Wer sich mit solcher Szene solidarisch erklärt, muß sich dies zurechnen lassen. Und das gilt auch für die dort protestierenden Studenten, die sich die dort gerufenen Parolen zurechnen lassen müssen. Ich erinnere noch zu Corona-Zeiten 2020 die Kritik, die es von jenen Leuten gab, wenn Kritiker der Corona-Maßnahmen auf Demos mitliefen, wo auch Rechtsradikale und Verschwörungsschwätzer anwesend waren. Sie wurden dafür gerügt und es wurden ihnen gesagt, daß sie sich diese Gesellschaft dann auch zurechnen lassen müssen. Nun ist es aber so: Was in die eine Richtung gilt, gilt auch in die andere Richtung.
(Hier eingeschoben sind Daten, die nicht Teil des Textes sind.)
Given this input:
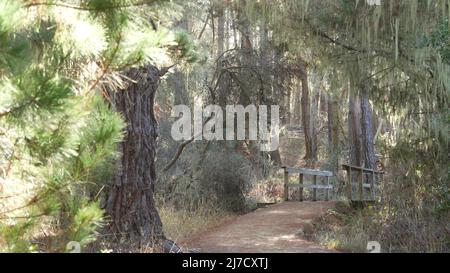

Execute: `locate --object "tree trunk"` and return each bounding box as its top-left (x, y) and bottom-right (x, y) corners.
top-left (311, 86), bottom-right (320, 162)
top-left (299, 60), bottom-right (313, 163)
top-left (348, 93), bottom-right (362, 166)
top-left (360, 86), bottom-right (376, 169)
top-left (106, 65), bottom-right (164, 245)
top-left (328, 95), bottom-right (339, 172)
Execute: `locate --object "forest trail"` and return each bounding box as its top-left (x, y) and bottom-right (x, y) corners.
top-left (187, 202), bottom-right (336, 253)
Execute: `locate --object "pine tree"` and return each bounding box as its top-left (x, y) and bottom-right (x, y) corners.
top-left (0, 0), bottom-right (196, 252)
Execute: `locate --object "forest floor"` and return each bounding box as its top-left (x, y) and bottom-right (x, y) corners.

Gleich zum Auftakt heißt es in diesem Brief:
„Als Lehrende der Berliner Hochschulen verpflichtet uns unser Selbstverständnis dazu, unsere Studierenden auf Augenhöhe zu begleiten, aber auch zu schützen und sie in keinem Fall Polizeigewalt auszuliefern.“
Einmal von der anbiedernden Phrase „auf Augenhöhe“ abgesehen: Polizeigewalt wäre es, wenn Studenten plötzlich auf dem Nachhauseweg in Polizeiwagen gezerrt und dort verprügelt würden. Das ist aber nicht geschehen. Wer aber nach der Aufforderung sich zu entfernen, sich nicht entfernt, wird, da die Universität richtigerweise von ihrem Hausrecht Gebrauch macht, dann von der Polizei abtransportiert oder mittels einfacher Gewalt weggetragen oder beiseitegeschoben. Die Studenten kamen der Aufforderung, den Platz zu verlassen, nicht nach. Die Polizei schob die Studenten langsam beseite. Viele der Studenten wehrten sich massiv gegen dieses Abdrängen und so kam es aufgrund dieser Gegenwehr zu einem vermehrten Geschiebe. In diesem Kontext von Polizeigewalt zu sprechen, ist zynisch und vor allem bösartig. Und es ist nun einmal so, egal ob Corona-Leugner oder Student: Wer den Aufforderungen der Polizei nicht nachkommt, muß bestimmte Konsequenzen in Kauf nehmen. Beim Widerstand gegen Polizeibeamte kann es zudem geschehen, daß der Störer abgeführt wird, um seine Personalien aufzunehmen und eine Anzeige zu erstatten.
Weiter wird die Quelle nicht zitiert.